Adalah kenyataan, bahwa di tengah gencarnya pasaran berbagai merek rokok produk industri, tembakau rokok linting masih tetap diproduksi seperti bakong (tembakau) Takengon, bakong Blangkeujren dan bakong Aceh. Tetapi mari dihitung. Berdasarkan pantauan beberapa waktu lalu, penjual tembakau tradisionil itu kini hanya tinggal tiga orang di pasar Beureunuen, dua orang di pasar Grong-Grong, dua orang di pasar Kembang Tanjong, dua orang di pasar Lamlo, satu orang di pasar Caleue dan satu orang di pasar Ileubeue di mana ini pun hanya sebatas hari Rabu saja karena hari pekan. Di pusat pasar Kecamatan Glumpang Baro, malah tidak ada samasekali.

Kiranya, Zakaria Ali, 52 tahun, warga Adan Meunasah Dayah, Kecamatan Mutiara Timur, masih tetap eksis sebagai penjual tembakau rokok linting di pasar Kota Sigli. Tembakau yang sering disebut dengan bakong takengon (berwarna kuning) dan bakong blangkeujren(berwarn coklat kehitaman) ini dipasok dari Takengon, Aceh Tengah dan Blangkeujren, Gayo Lues.
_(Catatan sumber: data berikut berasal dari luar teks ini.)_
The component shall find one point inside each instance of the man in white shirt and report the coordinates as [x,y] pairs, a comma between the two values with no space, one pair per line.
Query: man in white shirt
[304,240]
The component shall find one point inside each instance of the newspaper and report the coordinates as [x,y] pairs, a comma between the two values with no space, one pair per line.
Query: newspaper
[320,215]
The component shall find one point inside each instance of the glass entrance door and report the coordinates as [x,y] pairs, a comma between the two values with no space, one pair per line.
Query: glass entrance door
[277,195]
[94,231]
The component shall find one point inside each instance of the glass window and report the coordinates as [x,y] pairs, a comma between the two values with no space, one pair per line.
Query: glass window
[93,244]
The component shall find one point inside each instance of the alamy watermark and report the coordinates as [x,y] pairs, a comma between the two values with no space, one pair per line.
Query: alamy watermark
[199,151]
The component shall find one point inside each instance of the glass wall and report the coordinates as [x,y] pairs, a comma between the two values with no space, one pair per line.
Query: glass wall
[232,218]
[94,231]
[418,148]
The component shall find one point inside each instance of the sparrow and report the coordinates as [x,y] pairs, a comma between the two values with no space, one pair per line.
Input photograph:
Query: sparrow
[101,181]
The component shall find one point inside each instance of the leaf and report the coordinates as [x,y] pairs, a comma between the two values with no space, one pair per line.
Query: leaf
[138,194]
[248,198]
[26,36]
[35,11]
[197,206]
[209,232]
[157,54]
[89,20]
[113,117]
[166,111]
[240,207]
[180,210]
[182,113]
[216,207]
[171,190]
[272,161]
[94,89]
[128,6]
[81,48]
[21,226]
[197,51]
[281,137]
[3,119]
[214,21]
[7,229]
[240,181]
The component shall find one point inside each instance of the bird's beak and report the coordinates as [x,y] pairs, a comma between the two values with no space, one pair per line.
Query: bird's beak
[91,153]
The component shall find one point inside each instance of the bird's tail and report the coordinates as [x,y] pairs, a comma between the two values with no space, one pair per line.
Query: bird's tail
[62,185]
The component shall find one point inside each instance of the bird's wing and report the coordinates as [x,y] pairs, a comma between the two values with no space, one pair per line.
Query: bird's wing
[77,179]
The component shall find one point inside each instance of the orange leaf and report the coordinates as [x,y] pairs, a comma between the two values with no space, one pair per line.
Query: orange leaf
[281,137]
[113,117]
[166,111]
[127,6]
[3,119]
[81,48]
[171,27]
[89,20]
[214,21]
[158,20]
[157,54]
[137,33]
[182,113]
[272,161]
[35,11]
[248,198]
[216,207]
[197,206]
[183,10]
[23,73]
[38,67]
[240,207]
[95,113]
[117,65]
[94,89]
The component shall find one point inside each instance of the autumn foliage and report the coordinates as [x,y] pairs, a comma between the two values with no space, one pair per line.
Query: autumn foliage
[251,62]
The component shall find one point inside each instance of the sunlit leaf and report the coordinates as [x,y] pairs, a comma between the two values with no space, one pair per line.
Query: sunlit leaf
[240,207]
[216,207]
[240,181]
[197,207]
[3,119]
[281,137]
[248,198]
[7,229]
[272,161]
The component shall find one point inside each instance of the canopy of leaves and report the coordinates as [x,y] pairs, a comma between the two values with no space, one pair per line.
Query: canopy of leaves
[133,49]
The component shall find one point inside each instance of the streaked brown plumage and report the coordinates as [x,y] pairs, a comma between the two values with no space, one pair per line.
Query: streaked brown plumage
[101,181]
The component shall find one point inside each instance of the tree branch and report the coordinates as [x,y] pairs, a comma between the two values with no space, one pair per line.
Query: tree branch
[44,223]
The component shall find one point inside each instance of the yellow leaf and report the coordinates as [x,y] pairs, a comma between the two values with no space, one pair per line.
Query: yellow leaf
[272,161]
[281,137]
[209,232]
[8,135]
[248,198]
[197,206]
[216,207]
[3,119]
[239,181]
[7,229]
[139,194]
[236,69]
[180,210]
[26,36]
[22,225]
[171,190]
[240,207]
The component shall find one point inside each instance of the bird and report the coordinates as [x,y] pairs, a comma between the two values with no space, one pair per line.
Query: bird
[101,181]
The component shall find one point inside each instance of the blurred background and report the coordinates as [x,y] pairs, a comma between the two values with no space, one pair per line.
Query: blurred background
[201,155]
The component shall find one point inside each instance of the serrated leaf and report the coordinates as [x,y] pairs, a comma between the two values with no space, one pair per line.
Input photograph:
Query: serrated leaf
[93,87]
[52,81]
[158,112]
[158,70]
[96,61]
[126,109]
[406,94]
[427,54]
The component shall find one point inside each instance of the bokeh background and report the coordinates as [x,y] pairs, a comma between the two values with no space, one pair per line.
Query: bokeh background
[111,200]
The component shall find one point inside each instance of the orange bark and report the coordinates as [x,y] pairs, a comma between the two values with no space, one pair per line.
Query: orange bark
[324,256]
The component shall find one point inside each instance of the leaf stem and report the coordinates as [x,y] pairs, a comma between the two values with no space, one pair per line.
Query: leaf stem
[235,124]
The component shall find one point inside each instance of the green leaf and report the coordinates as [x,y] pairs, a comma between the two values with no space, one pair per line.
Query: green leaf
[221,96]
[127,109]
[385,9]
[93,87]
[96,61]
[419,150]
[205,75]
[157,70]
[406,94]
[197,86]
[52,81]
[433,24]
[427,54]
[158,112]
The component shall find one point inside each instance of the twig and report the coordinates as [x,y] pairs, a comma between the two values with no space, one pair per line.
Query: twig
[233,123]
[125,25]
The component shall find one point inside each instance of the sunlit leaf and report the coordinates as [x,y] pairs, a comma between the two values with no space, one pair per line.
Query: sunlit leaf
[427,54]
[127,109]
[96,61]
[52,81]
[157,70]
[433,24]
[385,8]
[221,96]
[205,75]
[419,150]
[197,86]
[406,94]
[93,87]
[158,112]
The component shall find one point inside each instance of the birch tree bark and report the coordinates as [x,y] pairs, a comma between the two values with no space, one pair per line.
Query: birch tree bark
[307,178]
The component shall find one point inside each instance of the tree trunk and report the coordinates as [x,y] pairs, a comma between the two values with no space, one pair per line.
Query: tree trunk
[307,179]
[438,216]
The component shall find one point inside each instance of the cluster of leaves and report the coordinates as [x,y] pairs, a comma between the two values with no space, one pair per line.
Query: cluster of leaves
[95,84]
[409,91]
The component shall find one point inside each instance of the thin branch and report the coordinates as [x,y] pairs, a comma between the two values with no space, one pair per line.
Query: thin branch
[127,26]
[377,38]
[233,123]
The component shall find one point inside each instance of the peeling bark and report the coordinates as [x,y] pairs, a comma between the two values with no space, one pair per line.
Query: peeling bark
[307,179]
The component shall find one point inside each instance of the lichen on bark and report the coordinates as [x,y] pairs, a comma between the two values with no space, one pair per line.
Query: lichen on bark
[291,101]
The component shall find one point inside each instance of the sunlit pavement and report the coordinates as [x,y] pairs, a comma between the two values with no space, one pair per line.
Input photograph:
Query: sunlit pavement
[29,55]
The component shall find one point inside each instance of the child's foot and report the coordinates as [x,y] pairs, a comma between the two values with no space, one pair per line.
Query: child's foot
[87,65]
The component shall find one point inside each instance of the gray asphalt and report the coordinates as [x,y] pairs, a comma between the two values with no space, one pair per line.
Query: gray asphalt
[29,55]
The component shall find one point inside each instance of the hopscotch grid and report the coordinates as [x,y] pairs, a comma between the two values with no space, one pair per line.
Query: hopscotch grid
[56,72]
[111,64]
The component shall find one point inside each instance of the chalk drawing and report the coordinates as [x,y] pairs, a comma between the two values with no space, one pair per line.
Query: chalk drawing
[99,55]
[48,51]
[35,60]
Hingga Agustus 2008 lalu, Zakaria masih mampu menjual peunajoh ureung tuha itu rata-rata Rp 100 ribu hingga Rp 200 ribu per hari. Tetapi dua pekan lalu ketika wartawan datang ke pasar itu dan bertanya pada salah seorang penjual rempah di situ, “Ho ka ureueng meukat bakong rukok di sinoe? (sudah ke mana pedagang tembakau rokok linting yang berjualan di sini?).” Lalu mereka menjawab, “O, dia sudah lama tidak lagi berjualan tembakau rokok daun di sini.”

Walhasil, di seukuran pasar rempah Kota Sigli saja sebagai pasar kabupaten, kini penjual bakong rukok cuma tersisa dua orang, itu pun barang jualan mereka seperti yang Wak Ma’e kita bilang, cuma menjual bakong-bakong berkualitas rendah, apalagi di pasar Glumpang Baro Trueng Campli yang konon karena kemakmuran hidup dari limpahan hasil tambak dan lahan pertanian yang subur, mereka lebih merasa nyaman dengan keakraban bibir mereka mengecup-menghisap ujung filter rokok produk industri; bahkan konon sampai ke orang tua-orang tuanya begitu. Ya, sudah. Itu menyangkut selera. Tak ada yang harus disesali. Yang tuha-tuha juga berhak berselera tinggi.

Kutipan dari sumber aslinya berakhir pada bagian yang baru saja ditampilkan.